To be clear: the UNA/LUA actually yanks AC LO L, which *causes* INIT L to
be pulled but also makes the CPU jump through the vector that's just been
reloaded.
I agree that the purpose of all this must surely be to remotely revive
crashed systems, which won't be useful with emulators if it's actually the
emulator and/or host system that's crashed (but *will* work if the crash
was in PDP-11 code). But it's too much fun not to do anyway! I had a
blast getting it working in E11 even though I can't imagine one single person
besides me has used it. But that's not the point! Also if the system was
booted manually, then what it reboots automatically might not be the same,
so you wave a magic wand and a computer in the other room will switch from
RSTS to RSX, in an entirely PDP-11-y way (not like you just telneted into
the most machine and told *it* to reboot the emulator). Or whatever.

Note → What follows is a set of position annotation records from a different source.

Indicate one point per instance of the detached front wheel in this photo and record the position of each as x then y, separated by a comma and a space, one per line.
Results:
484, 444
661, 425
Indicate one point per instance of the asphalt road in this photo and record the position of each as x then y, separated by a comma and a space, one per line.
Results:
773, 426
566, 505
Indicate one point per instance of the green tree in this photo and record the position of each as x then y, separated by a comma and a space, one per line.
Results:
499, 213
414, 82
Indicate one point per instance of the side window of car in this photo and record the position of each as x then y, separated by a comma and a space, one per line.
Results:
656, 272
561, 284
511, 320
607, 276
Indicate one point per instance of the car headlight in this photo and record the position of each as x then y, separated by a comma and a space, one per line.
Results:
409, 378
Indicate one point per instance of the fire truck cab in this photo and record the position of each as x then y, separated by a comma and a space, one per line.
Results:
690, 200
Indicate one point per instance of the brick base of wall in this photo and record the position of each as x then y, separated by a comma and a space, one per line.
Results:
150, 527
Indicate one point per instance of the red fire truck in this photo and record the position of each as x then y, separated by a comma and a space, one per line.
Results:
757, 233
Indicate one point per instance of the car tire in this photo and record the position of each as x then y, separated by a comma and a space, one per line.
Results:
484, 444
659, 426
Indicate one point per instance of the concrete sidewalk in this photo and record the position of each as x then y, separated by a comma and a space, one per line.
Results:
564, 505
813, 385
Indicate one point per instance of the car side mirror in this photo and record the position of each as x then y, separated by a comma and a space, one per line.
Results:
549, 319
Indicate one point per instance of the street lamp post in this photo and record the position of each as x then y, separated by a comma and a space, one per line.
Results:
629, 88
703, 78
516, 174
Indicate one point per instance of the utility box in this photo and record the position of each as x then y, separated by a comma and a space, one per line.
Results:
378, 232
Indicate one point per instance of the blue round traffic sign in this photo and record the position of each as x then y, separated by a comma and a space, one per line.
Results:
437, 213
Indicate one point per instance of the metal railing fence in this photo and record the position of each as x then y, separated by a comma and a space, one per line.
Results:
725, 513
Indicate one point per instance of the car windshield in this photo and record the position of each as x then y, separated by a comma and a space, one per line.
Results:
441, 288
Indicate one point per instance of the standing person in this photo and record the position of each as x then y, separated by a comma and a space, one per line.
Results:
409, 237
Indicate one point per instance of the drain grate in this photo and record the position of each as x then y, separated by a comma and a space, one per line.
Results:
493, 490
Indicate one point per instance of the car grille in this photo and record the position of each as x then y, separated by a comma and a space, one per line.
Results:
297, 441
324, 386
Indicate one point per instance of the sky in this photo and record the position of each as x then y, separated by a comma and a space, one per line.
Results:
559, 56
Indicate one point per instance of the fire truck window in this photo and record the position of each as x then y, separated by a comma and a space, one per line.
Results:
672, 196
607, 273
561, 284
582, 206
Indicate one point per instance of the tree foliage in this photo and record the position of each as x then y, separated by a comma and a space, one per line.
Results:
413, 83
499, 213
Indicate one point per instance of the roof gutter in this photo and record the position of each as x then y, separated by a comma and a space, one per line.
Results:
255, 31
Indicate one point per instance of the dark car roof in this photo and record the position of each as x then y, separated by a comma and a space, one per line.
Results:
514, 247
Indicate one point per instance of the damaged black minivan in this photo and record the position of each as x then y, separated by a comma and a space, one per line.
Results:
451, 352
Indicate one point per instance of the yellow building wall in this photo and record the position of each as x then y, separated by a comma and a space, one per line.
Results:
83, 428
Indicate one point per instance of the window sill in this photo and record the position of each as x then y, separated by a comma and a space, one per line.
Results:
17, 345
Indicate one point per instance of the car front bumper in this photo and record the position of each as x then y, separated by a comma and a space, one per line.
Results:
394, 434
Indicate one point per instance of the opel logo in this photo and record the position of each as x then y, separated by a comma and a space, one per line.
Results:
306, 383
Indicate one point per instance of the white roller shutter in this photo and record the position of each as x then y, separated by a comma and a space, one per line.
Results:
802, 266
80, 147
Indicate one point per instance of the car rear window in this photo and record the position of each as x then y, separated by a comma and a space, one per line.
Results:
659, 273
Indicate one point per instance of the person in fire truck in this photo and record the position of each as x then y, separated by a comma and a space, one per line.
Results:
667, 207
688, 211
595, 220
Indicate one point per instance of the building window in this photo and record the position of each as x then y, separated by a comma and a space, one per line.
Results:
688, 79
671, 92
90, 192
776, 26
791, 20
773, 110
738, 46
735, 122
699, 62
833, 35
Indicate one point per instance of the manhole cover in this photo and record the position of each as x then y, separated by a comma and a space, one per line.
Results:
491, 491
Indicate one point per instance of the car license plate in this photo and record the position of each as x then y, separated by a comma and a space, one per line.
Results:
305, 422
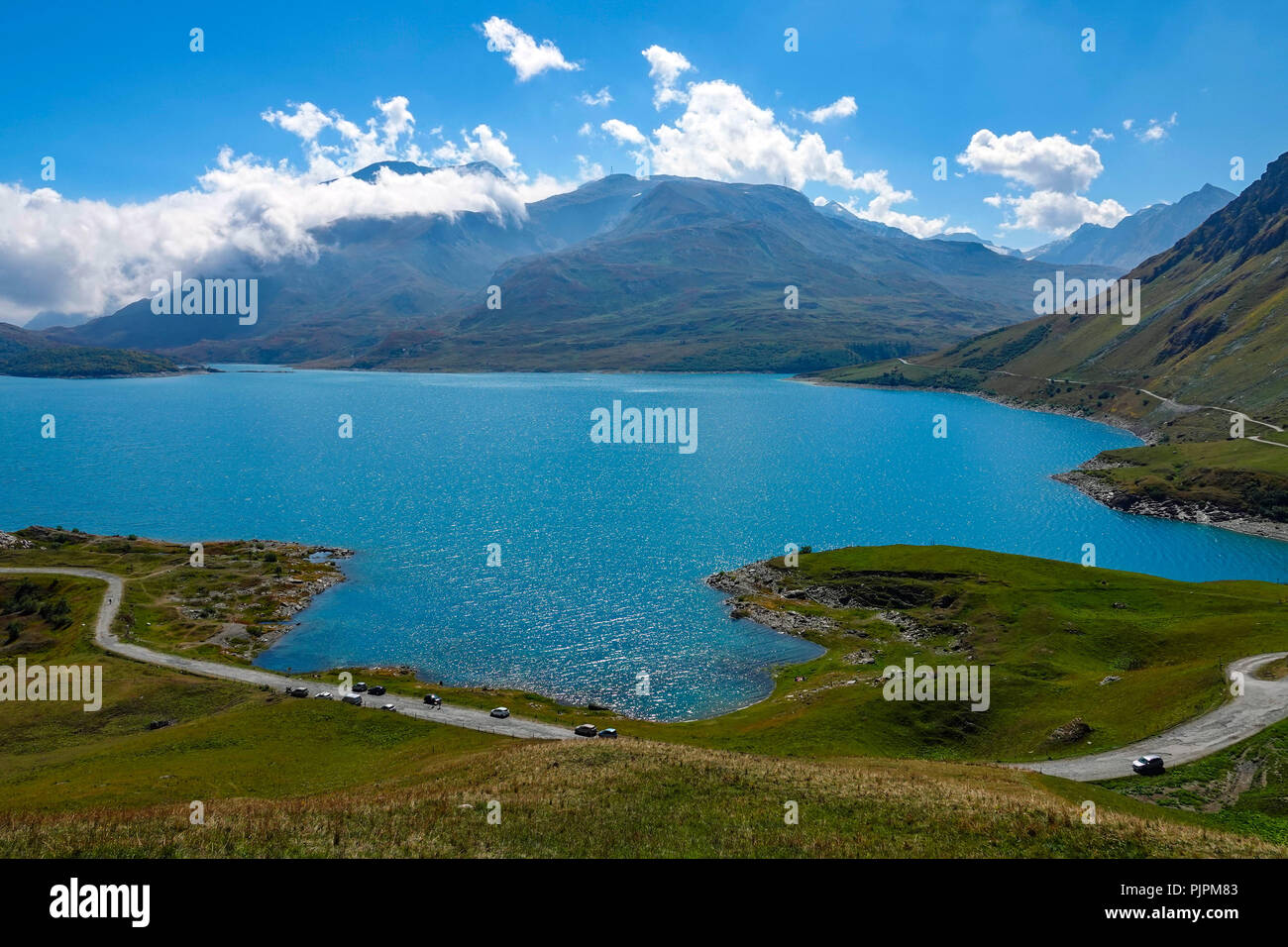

I would think the other emulators support Ethernet booting too, but if
any of them don't, I'd be happy to contribute my reimplementation of the
QNA/LQA boot/diag ROM code (with MACRO-11 source).
John Wilson
D Bit
Dave McGuire wrote:
On 05/17/2013 04:32 AM, Oleg Safiullin wrote:
I bet you wouldn't have trouble cooling a real PDP-11 in a Russian winter. ;)
Some PDP-11's are smaller and cooler than PC's :)
http://pdp-11.org.ru/~form/files/pics/1183/1183-d.jpg
That's a great "hacking around" setup! Very nice!